Abstract 2046: The PPAR-γ Agonist Pioglitazone Increases Number and Function of Endothelial Progenitor Cells in Patients with Coronary Artery Disease and Normal Glucose Tolerance
Background: PPAR-γ agonists (thiazolidinediones, TZDs) are used for the treatment of diabetes mellitus. Bone marrow-derived endothelial progenitor cells (EPC) improve vascular function and predict cardiovascular risk. The effect of pioglitazone therapy on EPC was examined in a prospective, randomized, double-blind study on patients with documented stable coronary artery disease and normal glucose tolerance.

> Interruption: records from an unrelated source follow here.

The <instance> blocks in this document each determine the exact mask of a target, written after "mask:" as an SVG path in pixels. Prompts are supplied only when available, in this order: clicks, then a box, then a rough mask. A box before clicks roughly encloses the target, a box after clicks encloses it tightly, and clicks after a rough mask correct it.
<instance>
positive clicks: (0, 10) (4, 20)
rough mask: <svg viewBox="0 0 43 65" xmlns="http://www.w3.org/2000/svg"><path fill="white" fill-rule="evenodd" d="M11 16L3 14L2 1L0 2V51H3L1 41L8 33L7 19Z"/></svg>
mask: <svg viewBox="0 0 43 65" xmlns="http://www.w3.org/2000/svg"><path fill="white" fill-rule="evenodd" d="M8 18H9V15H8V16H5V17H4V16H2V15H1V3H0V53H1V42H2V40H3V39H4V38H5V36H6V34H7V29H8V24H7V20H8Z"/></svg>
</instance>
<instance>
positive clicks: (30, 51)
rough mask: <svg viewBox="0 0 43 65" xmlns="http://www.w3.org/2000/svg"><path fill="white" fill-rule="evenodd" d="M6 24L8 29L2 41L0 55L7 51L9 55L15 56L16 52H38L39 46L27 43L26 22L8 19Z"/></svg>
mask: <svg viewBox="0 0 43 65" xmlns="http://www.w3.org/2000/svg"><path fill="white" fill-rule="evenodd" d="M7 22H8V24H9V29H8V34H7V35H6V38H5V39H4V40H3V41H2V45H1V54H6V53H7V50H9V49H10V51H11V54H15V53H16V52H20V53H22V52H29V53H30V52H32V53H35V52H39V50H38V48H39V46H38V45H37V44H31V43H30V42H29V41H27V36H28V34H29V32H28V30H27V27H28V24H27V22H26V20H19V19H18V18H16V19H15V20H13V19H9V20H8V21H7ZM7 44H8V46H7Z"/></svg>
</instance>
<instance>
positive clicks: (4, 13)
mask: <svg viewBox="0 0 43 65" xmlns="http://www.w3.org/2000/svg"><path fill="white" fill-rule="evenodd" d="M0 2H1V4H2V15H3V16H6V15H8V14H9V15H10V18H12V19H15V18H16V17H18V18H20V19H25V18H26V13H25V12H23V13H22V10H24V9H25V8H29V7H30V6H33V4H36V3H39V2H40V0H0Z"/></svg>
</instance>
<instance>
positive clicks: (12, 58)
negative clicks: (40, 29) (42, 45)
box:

Methods and Results: Out of 54 patients with normal fasting glucose levels, 18 showed impaired glucose tolerance and 36 patients with normal glucose tolerance were randomized to 30 day treatment with pioglitazone 45 mg or placebo in addition to optimal medical therapy. All patients in the TZD group showed an increase of adiponectin levels as indicator of compliance (11.4±1.1 to 36.8±2.1 μg/ml, p<0.001). TZD, but not placebo, decreased mean high-sensitivity CRP to 43±19%, p<0.05. Pioglitazone increased CD34+/KDR+ EPC to 142±9% as well as cultured DiLDL/Lectin-positive EPC to 180±3%, p<0.05. EPC numbers were not changed in the placebo group. TZD increased the SDF-1 induced migratory capacity to 146±9% per EPC number (p<0.05) and upregulated the clonogenic potential of EPC increasing the colony forming units to 172±12%, p<0.001. Mechanistic experiments in cultured human EPC showed expression of PPARγ. TZD increased cultured EPC numbers and migration and reduced NADPH-oxidase mediated superoxide release. The TZD effect was reversed by the PPARγ inhibitor GW9662 and mimicked by treatment with adiponectin. The increase of EPC numbers was related to the prevention of apoptotic cell death mediated by PI3 kinase and upregulation of telomere repeat-binding factor 2.
Conclusions: The PPAR-γ agonist pioglitazone increases the number and function of endothelial progenitor cells in patients with coronary artery disease. The effect represents a potential regenerative mechanism and is observed in normoglycemic individuals with stable coronary artery disease.